Electronic – bridge rectifier connected to a raspberry pi gpio

bridgegroundraspberry pirectifier

I'd like to connect a bridge (full wave) rectifier to my Raspberry Pi (RPi), GPIO pin 22 (configured as an input). I have configured the rectifier such that it has a 120VAC input and 3VDC output (I used a voltage divider on the DC output). The circuit works fine. I'm able to power an LED from the 3VDC output. Now my question is, how do I connect this 3VDC output to the RPi? Do I just tie the grounds together (rectifier DC ground to RPi ground) and then connect the bridge rectified 3VDC to the RPi GPIO pin 22? I measured a 68V difference between the RPi ground and the bridge rectifier DC ground. I decided to hold off on connecting anything until I figured out why there is such a large voltage difference between the two grounds. Any help would be appreciated. BTW, the RPi is being powered by the same 120VAC source that is connected to the AC input of the bridge rectifier.

Here's the circuit I ended up implementing: 120VAC Detector Circuit

Best Answer

The Raspberry Pi is generally powered from a 5V wall-wart type of DC power supply. The secondary is galvanically isolated from the mains voltage for reasons of personal safety (a fault will not expose the end user to the mains voltage).

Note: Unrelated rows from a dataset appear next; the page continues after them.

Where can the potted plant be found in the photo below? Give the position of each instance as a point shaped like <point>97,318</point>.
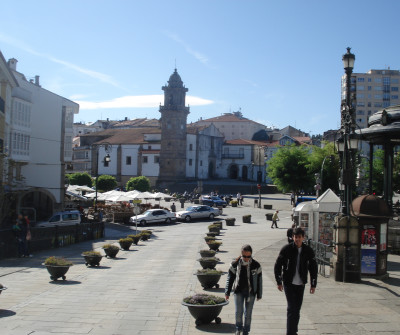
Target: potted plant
<point>218,223</point>
<point>214,228</point>
<point>209,278</point>
<point>125,243</point>
<point>209,238</point>
<point>230,221</point>
<point>205,307</point>
<point>207,253</point>
<point>246,218</point>
<point>92,258</point>
<point>214,245</point>
<point>208,262</point>
<point>233,203</point>
<point>110,250</point>
<point>135,238</point>
<point>57,267</point>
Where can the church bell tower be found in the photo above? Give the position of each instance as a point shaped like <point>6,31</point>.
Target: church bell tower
<point>173,131</point>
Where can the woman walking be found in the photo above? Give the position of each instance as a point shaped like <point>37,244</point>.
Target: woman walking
<point>245,281</point>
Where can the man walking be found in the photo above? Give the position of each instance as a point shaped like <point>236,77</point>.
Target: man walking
<point>274,219</point>
<point>295,260</point>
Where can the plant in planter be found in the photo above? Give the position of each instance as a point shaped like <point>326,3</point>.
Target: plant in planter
<point>246,218</point>
<point>214,245</point>
<point>92,258</point>
<point>135,238</point>
<point>205,307</point>
<point>57,267</point>
<point>209,278</point>
<point>110,250</point>
<point>208,262</point>
<point>230,221</point>
<point>214,228</point>
<point>125,243</point>
<point>218,223</point>
<point>207,253</point>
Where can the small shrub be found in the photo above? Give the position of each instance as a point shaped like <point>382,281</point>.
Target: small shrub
<point>91,253</point>
<point>57,261</point>
<point>203,299</point>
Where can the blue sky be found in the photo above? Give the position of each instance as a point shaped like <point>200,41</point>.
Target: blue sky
<point>277,61</point>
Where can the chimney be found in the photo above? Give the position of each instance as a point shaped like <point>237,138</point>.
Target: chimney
<point>12,64</point>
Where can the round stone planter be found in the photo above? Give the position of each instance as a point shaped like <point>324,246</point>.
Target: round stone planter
<point>208,280</point>
<point>111,252</point>
<point>208,262</point>
<point>92,260</point>
<point>57,271</point>
<point>230,222</point>
<point>205,314</point>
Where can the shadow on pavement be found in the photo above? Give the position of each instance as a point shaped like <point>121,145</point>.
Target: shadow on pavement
<point>222,328</point>
<point>4,313</point>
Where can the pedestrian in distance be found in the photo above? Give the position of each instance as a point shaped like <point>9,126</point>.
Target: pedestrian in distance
<point>245,281</point>
<point>274,219</point>
<point>291,269</point>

The DC return of your bridge rectifier circuit is most certainly not isolated from the mains. The Raspberry Pi ground is 'floating' with respect to the bridge rectifier ground - there is no galvanic connection between them, hence your voltage measurement.

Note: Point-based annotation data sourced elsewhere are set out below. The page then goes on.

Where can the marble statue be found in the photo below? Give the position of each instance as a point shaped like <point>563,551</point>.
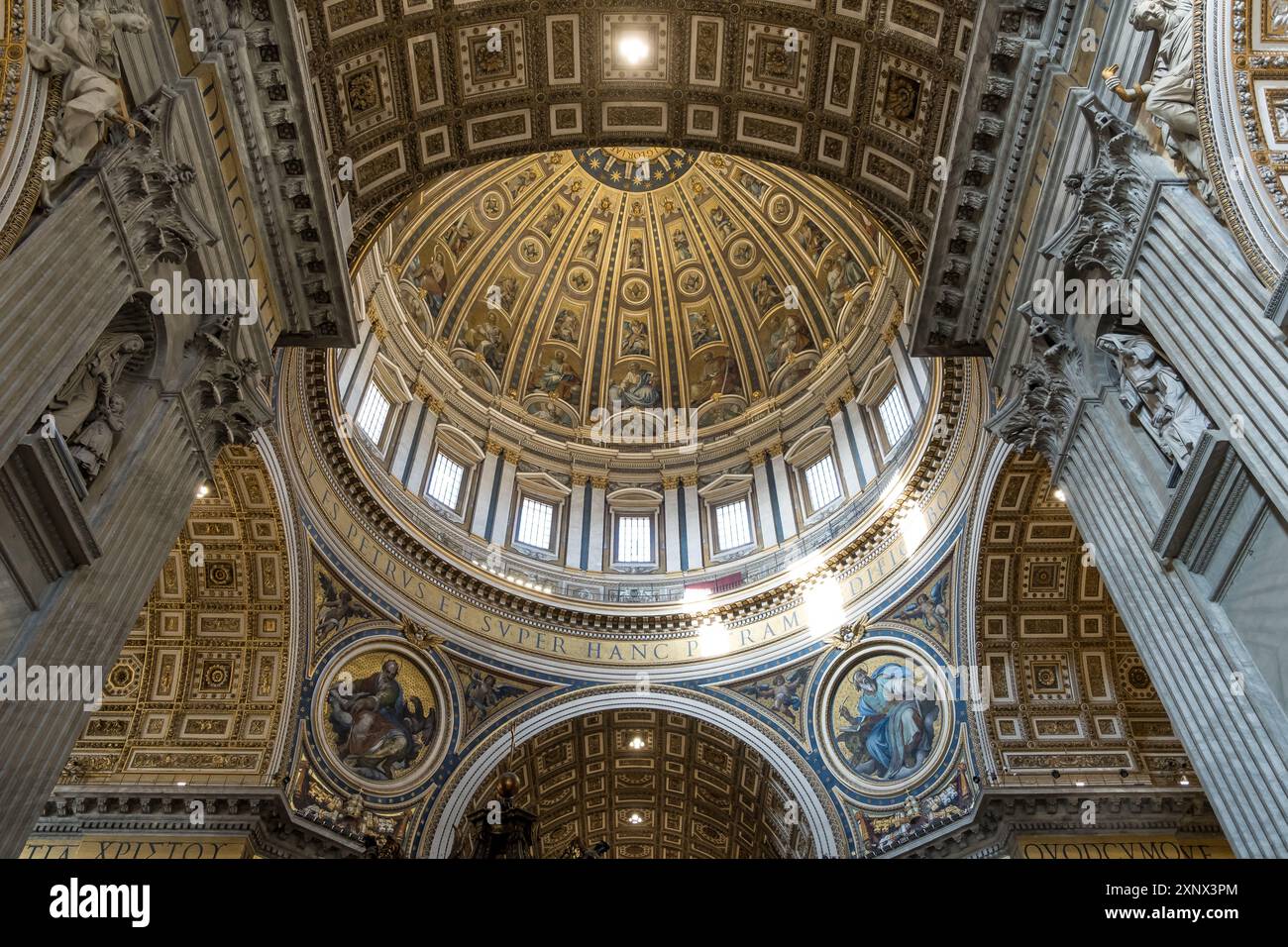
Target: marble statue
<point>1038,418</point>
<point>93,444</point>
<point>80,50</point>
<point>91,384</point>
<point>1154,390</point>
<point>1168,93</point>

If you were to connect the DC return of the bridge rectifier circuit to the Raspberry Pi ground, you bypass the galvanic isolation that the DC power supply gives you. This means your Raspberry PI is now mains-referenced, and any fault could potentially expose you you to lethal voltages. I wouldn't do this.

A further complication comes if you also hook up an earth-referenced return to the Raspberry Pi, like a connection to a PC, with the mains-reference return connected. When you mix a mains-referenced return like your rectifier circuit with earth, things are going to explode (you essentially short out your bridge through the earthed return, which is often a flimsy wire that gets really hot and melts/catches fire while blowing up everything connected to it). Another reason not to do this.

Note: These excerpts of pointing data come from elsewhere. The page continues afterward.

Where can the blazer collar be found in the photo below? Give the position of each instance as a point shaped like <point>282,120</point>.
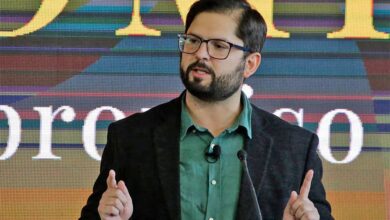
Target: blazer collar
<point>259,150</point>
<point>166,141</point>
<point>166,138</point>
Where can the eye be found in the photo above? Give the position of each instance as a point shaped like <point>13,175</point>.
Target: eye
<point>191,40</point>
<point>217,44</point>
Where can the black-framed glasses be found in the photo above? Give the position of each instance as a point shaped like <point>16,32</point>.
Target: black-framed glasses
<point>217,48</point>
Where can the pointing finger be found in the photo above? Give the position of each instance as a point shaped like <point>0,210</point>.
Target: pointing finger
<point>123,188</point>
<point>111,182</point>
<point>305,188</point>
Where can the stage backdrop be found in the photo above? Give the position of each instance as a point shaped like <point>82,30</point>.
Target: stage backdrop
<point>69,68</point>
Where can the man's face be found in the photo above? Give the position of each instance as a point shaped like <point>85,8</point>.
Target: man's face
<point>208,78</point>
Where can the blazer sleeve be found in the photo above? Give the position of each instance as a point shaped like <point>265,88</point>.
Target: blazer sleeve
<point>89,211</point>
<point>317,191</point>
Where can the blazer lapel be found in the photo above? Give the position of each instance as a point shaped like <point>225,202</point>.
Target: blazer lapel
<point>259,150</point>
<point>166,142</point>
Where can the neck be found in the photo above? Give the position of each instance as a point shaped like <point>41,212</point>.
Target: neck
<point>215,116</point>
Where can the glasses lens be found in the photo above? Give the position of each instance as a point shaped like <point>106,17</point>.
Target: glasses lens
<point>218,49</point>
<point>189,44</point>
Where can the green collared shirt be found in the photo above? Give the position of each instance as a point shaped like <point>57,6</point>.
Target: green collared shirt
<point>210,190</point>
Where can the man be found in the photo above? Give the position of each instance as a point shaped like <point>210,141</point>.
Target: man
<point>178,160</point>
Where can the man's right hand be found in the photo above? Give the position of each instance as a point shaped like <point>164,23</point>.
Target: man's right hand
<point>116,203</point>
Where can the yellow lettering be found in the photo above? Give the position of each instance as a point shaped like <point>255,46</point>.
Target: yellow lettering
<point>184,8</point>
<point>358,21</point>
<point>48,11</point>
<point>136,27</point>
<point>266,8</point>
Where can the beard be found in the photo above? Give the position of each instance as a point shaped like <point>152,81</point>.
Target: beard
<point>219,89</point>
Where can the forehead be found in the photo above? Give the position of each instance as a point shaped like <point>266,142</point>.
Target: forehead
<point>213,25</point>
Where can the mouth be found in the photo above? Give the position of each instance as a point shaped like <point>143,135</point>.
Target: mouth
<point>199,71</point>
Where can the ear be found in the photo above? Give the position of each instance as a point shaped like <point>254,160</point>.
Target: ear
<point>252,62</point>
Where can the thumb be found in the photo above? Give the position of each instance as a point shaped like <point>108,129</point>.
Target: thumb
<point>111,182</point>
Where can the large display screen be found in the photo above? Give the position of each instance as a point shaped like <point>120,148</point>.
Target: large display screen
<point>68,68</point>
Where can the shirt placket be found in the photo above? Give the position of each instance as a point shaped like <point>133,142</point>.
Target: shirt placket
<point>214,187</point>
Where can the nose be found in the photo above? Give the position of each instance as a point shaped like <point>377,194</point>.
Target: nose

You would be much better off with a small line frequency transformer to (1) step down the mains voltage to a lower level ahead of your resistive attenuator, and (2) provide galvanic isolation from the mains. Put your bridge and attenuator in the secondary of the transformer. With this, you can safely connect the low voltage isolated rectifier return to the Raspberry Pi return.

(You also must include a fuse in the line to isolate the rectifier circuit from the mains if there is a severe fault like a transformer fault or a short circuit.)